Desde mi perspectiva, distingo entre valores morales y los éticos. Los valores morales son aquellos consistentes con los usos y costumbres sociales, mientras que los éticos son valores que son justificables racionalmente. La ética como rama de la filosofía tiene los instrumentos racionales para pasar los valores morales por el crisol crítico para descubrir cuáles de ellos son éticos. Es un hecho que los valores morales, muchos desarrollados por nuestros instintos y otros por la cultura, son resultado emergente de la evolución biológica y cultural. Sin embargo, es con los instrumentos de la lógica, de la identificación de falacias, del escrutinio crítico de nuestros actos y consecuencias, que logramos identificar cuáles de esos valores se justifican racionalmente y cuáles no. Hay valores morales, preciados por la sociedad, que son antiéticos; y hay valores éticos que algunas sociedades consideran inmorales.

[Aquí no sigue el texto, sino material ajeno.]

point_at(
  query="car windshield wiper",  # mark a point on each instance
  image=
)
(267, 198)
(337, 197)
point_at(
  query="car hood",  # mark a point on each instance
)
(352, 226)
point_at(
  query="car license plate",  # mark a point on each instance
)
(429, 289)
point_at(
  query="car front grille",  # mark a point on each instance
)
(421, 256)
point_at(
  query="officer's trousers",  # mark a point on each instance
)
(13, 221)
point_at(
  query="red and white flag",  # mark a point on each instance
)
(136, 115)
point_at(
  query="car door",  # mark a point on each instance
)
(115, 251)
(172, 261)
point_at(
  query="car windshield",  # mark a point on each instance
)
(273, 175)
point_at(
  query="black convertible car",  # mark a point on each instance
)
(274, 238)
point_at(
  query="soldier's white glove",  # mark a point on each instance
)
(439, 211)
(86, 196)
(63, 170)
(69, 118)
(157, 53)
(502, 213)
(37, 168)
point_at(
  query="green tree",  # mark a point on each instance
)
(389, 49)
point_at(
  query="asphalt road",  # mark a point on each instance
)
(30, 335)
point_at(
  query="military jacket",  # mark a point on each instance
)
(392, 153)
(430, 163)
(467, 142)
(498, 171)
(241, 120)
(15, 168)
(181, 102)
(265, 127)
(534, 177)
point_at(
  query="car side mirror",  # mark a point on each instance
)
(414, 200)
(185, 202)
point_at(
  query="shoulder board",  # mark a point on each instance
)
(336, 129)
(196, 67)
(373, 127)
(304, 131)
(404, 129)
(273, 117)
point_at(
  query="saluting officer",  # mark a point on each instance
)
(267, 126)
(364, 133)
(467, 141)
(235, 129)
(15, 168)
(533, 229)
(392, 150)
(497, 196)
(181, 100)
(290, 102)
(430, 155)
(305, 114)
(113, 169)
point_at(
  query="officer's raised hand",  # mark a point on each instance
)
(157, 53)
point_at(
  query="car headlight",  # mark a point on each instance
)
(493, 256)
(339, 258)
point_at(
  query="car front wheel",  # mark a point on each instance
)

Desde esta perspectiva, abogo por un realismo moral en el que los valores éticos son objetivos y pueden ser validados por todo ente racional que lleve a cabo un examen racional de los valores morales y de los actos. Estos valores éticos deben ser guías a la hora de tomar decisiones razonables al nivel de los hechos. Los valores y principios éticos pertenecen al ámbito de verdades de razón, no de verdades de hecho. Ergo, se justifican ellos mismos ante cualquier ser que las examine con rigor filosófico y ético, no se justifican por provenir de una deidad o de la evolución.